Perl has it's fair share of syntactic oddities and mistakes, but once you
understand the underlying themes and goals of the language,and how a few
_core_ differences from almost all other languages inform it's use (
_statement context!_ ), it comes across as very thoughtfully designed and
implemented. That isn't always apparent at first, and some people disagree
with the design goals, but it does feel like it makes sense.

Javascript rarely feels that way to me.
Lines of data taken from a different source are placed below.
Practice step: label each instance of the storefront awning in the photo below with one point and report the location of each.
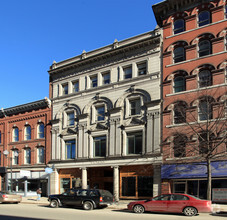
(193, 170)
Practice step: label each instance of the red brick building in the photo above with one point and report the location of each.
(25, 145)
(194, 70)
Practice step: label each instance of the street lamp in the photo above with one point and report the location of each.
(6, 153)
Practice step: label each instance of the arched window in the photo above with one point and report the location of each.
(178, 54)
(204, 18)
(27, 156)
(179, 113)
(27, 132)
(40, 130)
(205, 109)
(40, 155)
(179, 145)
(15, 157)
(205, 78)
(15, 134)
(179, 84)
(204, 48)
(179, 26)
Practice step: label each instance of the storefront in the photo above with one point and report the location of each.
(191, 178)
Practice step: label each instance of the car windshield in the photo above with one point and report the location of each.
(105, 192)
(194, 197)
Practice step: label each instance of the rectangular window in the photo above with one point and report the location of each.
(142, 69)
(134, 143)
(106, 78)
(70, 149)
(65, 89)
(128, 186)
(76, 86)
(99, 146)
(94, 81)
(127, 72)
(70, 118)
(135, 106)
(27, 156)
(40, 155)
(100, 113)
(15, 157)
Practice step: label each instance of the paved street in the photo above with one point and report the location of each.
(42, 211)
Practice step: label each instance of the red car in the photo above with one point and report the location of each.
(176, 203)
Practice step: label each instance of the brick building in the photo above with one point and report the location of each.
(25, 142)
(194, 70)
(106, 119)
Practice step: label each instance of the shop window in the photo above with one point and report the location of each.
(179, 54)
(27, 156)
(179, 84)
(204, 18)
(128, 186)
(179, 113)
(134, 143)
(204, 48)
(99, 146)
(40, 155)
(40, 129)
(205, 110)
(106, 78)
(100, 113)
(179, 147)
(94, 81)
(142, 68)
(127, 72)
(15, 157)
(135, 106)
(70, 149)
(76, 86)
(145, 186)
(179, 26)
(65, 89)
(27, 132)
(205, 78)
(15, 134)
(70, 118)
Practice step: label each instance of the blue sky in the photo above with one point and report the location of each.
(34, 33)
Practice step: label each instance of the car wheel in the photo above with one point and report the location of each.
(138, 209)
(190, 211)
(54, 203)
(88, 205)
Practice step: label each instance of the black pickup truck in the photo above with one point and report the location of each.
(87, 198)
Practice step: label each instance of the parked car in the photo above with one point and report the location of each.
(176, 203)
(8, 197)
(86, 198)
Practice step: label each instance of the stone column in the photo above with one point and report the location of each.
(116, 183)
(84, 178)
(54, 180)
(157, 180)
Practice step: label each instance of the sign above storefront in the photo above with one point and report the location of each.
(193, 170)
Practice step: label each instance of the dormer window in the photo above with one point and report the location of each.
(179, 26)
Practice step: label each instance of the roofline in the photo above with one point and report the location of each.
(99, 51)
(43, 103)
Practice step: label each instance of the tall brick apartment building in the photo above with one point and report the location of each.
(25, 142)
(194, 67)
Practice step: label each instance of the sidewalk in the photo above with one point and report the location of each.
(122, 204)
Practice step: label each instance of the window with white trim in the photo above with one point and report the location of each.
(134, 143)
(40, 155)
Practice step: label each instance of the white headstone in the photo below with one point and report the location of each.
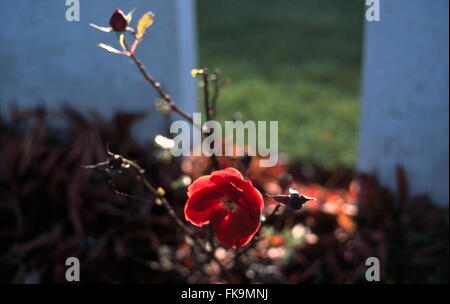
(406, 96)
(47, 60)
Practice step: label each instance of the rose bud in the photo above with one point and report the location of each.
(118, 21)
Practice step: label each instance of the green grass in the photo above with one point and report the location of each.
(295, 61)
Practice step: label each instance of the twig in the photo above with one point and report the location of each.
(117, 161)
(208, 111)
(157, 86)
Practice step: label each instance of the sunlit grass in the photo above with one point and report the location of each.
(297, 62)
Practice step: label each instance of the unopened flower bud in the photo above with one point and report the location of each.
(118, 21)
The more I can rely on only those new
features the more I can fool myself into ignoring the ugly warts underneath,
but they pop up whether you want them to or not (equivalence testing, null
_and_ undefined, etc).

------
tyingq
Discussion on perlmonks:
[https://www.perlmonks.org/?node_id=1220426](https://www.perlmonks.org/?node_id=1220426)

------
xrd
If you host the page using Apache and ModPerl does the entire thing become
isomorphic?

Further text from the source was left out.